I quickly peeled off my turnout coat.
“Here,” I offered it towards her. “You need this to complete the ensemble.”
She blinked through the mask at me, then she stood up slowly and stepped towards me. I opened the coat, holding the sleeves out as she slid her arms through them. That jacket nearly swallowed her whole, but she held the weight proudly on her shoulders.
“What do you think?” I asked her. “Ready to help me fight this fire?”
She lifted her arm and gave me a shaky thumbs up. I returned the gesture, and when a blast of heat ripped over the bare skin of my arm, I grit my teeth to keep the smile on my face.
We have to get the hell out of here...
“Do you like piggy-back rides?” I asked her.
The helmet nodded up and down slowly. I spun around on my heel, offering my back to her. She stepped towards me, then I felt the weight of the nomex sleeves wrap around my neck.
“Ready?” I asked. I felt the helmet nod up and down on my shoulder, and I looped my arms under her knees and hoisted her up onto my back.
I kept my back hunched low as I trudged forward. Her grip tightened around my neck as another section of ceiling collapsed from somewhere behind us.
“There!” her tiny voice squeaked, and she flung her arm towards a clearing that had formed where a wall used to be. Through the haze of smoke and flames, I could see a square of blue sky.

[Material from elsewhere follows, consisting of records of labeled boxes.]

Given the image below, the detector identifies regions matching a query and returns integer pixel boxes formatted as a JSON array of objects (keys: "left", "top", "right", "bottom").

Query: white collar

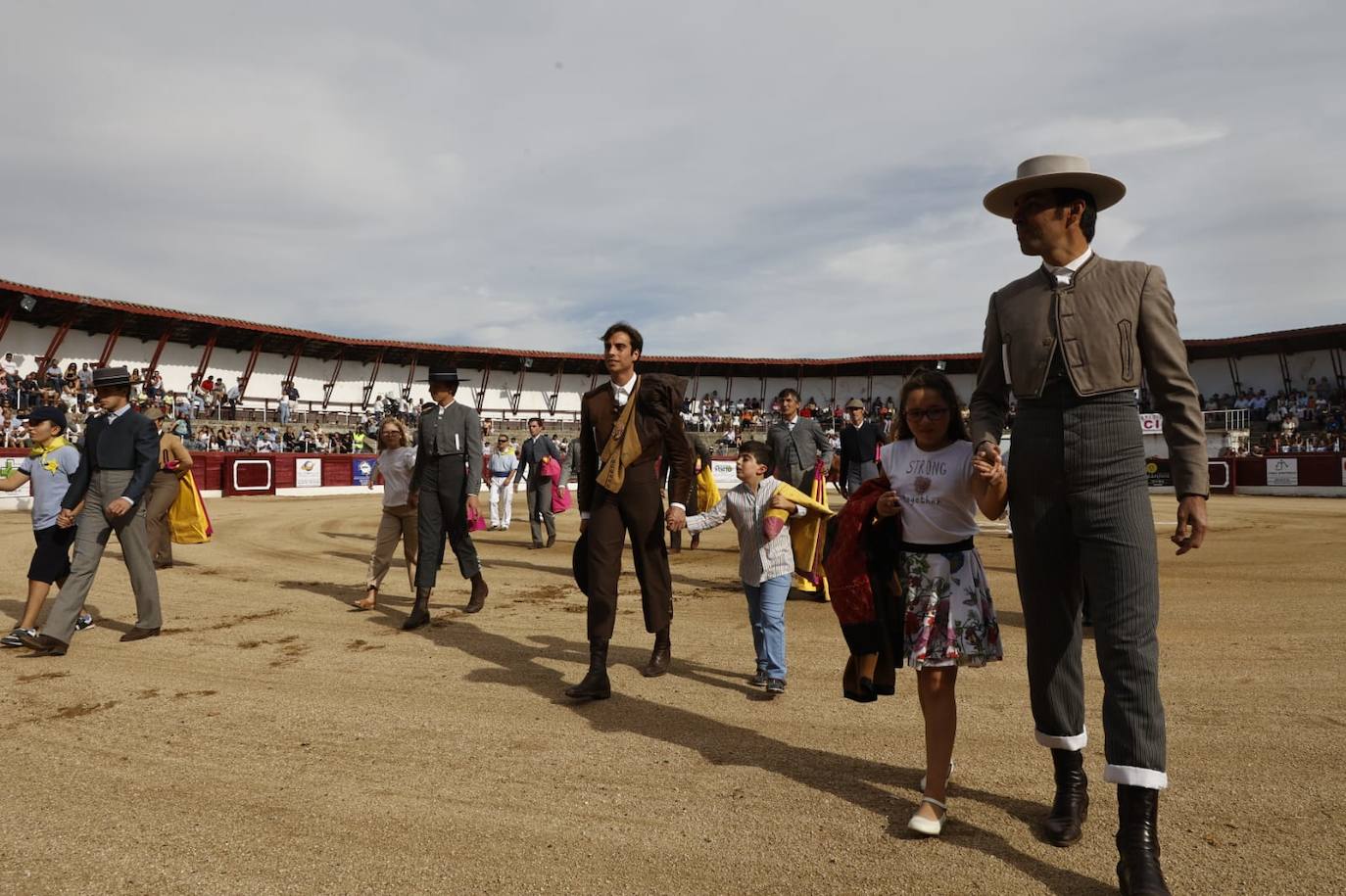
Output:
[{"left": 1041, "top": 246, "right": 1093, "bottom": 278}]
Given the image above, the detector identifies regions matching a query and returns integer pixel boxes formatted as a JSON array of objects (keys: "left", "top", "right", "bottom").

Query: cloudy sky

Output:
[{"left": 0, "top": 0, "right": 1346, "bottom": 356}]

“Hold on tight!” I told her. I dodged towards the hole in the wall, trampling over burning embers that seared through my boots. I could feel the heat…I could feel the burning, blistering pain spread over my face and arms…
I closed my eyes and I took a leap. And then…
“HE’S GOT HER!”
I opened my eyes and saw Logan rushing towards me. I realized that we had made it out of the building.
An EMS worker was immediately at my side, lifting the child off of my back and carrying her towards an ambulance. My turnout coat fell off of her shoulders and landed in an ashy puddle of run-off water. She glanced back at me and offered a tiny wave.